Football coaches transfer idea: Graduates earn a year back
SCOTTSDALE, Ariz. (AP) The American Football Coaches Association wants the NCAA to consider allowing players who transfer and sit out a season at their new school to earn back that year of eligibility by graduating.
AFCA Executive Director Todd Berry said Tuesday the association’s board of trustees, a group of active college coaches representing each FBS conference along with FCS, Division II and Division III, unanimously backed the proposal to contribute to the NCAA’s work on reforming transfer rules.
Berry was in Arizona putting the idea in front of coaches from the Big 12, Big Ten, Pac-12, American Athletic Conference, Mid-American and Mountain West. The leagues are holding spring meetings.
An NCAA working group has been crafting what it hopes will be comprehensive changes to transfer rules for all sports, which currently vary from sport to sport and in some ways from conference to conference.
The AFCA’s proposal seems like a long shot because it could give some athletes the opportunity to have five years of competition over six years of college. Current NCAA rules allow athletes to compete for four years while being in college for five.
Justin Sell, the South Dakota State athletic director who is leading the NCAA’s transfer working group, said opening the door to five years of competition would have ramifications beyond transfers and might not be something the working group can handle.

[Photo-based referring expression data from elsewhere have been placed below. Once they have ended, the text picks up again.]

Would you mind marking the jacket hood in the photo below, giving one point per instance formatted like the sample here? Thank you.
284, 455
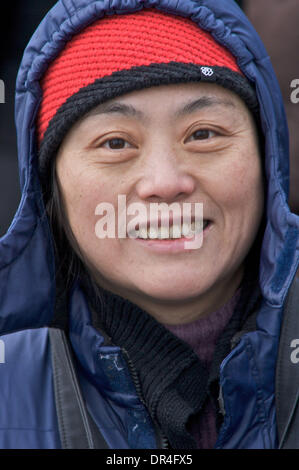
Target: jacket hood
27, 268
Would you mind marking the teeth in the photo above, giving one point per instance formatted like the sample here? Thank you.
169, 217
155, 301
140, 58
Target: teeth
143, 232
152, 233
175, 231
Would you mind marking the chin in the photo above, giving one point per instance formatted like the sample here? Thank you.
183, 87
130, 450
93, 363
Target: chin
172, 291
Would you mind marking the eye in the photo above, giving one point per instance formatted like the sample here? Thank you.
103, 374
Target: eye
202, 134
116, 143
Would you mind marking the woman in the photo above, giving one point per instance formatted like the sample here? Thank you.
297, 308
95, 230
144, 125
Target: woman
143, 341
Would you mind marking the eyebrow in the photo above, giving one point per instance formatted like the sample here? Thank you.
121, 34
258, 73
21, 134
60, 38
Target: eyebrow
189, 108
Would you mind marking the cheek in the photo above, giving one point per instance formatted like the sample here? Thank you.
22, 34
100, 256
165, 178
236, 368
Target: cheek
82, 192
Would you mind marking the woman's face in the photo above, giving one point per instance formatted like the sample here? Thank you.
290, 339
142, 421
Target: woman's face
186, 143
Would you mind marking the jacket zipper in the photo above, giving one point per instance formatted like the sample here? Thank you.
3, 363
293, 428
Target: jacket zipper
162, 440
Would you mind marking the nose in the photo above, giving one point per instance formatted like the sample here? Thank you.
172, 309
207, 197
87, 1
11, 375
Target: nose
164, 177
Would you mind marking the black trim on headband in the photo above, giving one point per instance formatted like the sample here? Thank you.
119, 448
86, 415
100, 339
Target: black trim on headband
125, 81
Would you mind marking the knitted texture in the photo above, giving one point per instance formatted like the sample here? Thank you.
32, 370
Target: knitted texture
121, 42
202, 335
125, 81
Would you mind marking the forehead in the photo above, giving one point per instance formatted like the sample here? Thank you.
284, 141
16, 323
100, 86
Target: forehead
176, 100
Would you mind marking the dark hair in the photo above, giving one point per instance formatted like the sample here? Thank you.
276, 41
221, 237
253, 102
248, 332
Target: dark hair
69, 259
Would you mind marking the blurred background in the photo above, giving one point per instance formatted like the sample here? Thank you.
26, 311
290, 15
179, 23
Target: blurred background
276, 21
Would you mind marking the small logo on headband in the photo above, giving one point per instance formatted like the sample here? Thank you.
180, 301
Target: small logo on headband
207, 71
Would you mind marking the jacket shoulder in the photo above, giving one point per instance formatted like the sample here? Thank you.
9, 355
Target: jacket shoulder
28, 415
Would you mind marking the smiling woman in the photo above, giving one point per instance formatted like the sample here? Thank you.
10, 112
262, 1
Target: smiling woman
178, 143
144, 338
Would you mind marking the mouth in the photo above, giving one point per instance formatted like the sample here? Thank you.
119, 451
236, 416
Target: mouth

”That’s an overarching discussion that might be outside our purview,” Sell said. ”If you’re going to change the model in total that changes everything.”

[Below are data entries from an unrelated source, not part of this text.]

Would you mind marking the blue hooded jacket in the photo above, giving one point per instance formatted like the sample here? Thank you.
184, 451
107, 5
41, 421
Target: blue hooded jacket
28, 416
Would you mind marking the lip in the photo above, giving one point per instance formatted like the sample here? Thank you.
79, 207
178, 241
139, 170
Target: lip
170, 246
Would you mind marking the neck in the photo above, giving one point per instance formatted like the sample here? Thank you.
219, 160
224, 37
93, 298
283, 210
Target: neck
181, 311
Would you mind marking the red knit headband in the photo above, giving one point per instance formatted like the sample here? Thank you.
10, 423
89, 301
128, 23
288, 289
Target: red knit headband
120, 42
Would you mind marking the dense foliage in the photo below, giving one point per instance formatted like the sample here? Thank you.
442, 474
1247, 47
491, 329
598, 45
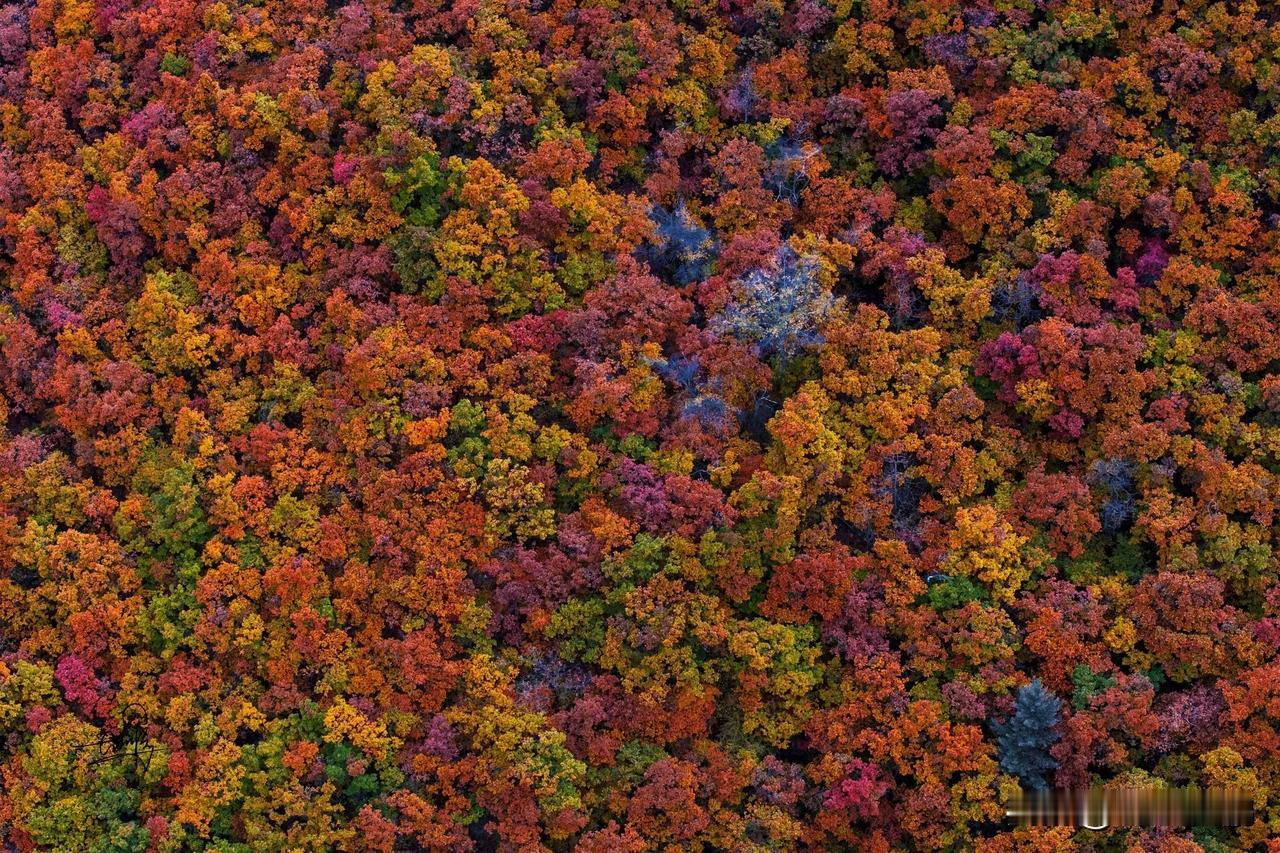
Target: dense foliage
621, 425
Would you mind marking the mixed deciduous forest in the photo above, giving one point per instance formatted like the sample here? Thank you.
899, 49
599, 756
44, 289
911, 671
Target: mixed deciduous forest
621, 425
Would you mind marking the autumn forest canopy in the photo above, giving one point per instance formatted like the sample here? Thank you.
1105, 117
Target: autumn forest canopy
621, 425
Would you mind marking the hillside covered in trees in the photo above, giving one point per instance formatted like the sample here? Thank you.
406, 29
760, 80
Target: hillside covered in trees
622, 425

Berry said NCAA data shows students that transfer are less likely to graduate.
”That’s the main problem with the whole transfer piece is the fact that a lot of them are not graduating,” Berry said. ”We want to give some incentive for that kid to graduate.”
Berry also said the coaches would like changes to the transfers rules so the school receiving the player takes on any penalties to the team’s Academic Progress Rating if the transferring player had a grade-point average below 2.6.
Currently, the player’s original school is in danger of losing a point toward its APR if the player transfers out with a GPA below 2.6. A team can face NCAA penalties if its APR falls below certain thresholds.
The transfer working group is trying to come up with a package of reforms it can present to the Division I Board of Directors this summer, and hopefully have in place for the next school year.
The areas in which there appear to be agreement involve eliminating the ability of schools to block a player from transferring or dictate where a player goes. Proposals that would stiffen penalties for tampering or improper recruiting have also made progress and have support.
The rest is still being worked out. The working group last month said in a statement it was still considering whether athletes in all sports should be required to sit out a season after changing schools, the way football and basketball players now do. Some sports, such as volleyball and golf, allow a one-time exception for athletes to transfer and play immediately.
Texas Tech athletic director Kirby Hocutt said he has doubts about one-size-fits-all-sports transfer rules, including the AFCA’s idea.
”I would support the conversation, but I think it’s got to be sport-by-sport,” Hocutt said. ”I don’t think it can be a discussion that encompasses all 17 sports that we have at Texas Tech.”
Sell said the Commission on College Basketball’s recommendation that men’s basketball players continue to sit out a season after a transfer could also influence how the NCAA goes forward on reform.
The working group is also considering allowing athletes with grade-point averages above 3.0, maybe even as high as 3.5, to transfer without sitting out. The proposal has some in college sports concerned about the ramifications.
”Some of the racial bias that is probably inherent in a GPA based off the statistics, all of that is gone,” Berry said. ”This is just basically, you do well, you’re going to get rewarded.”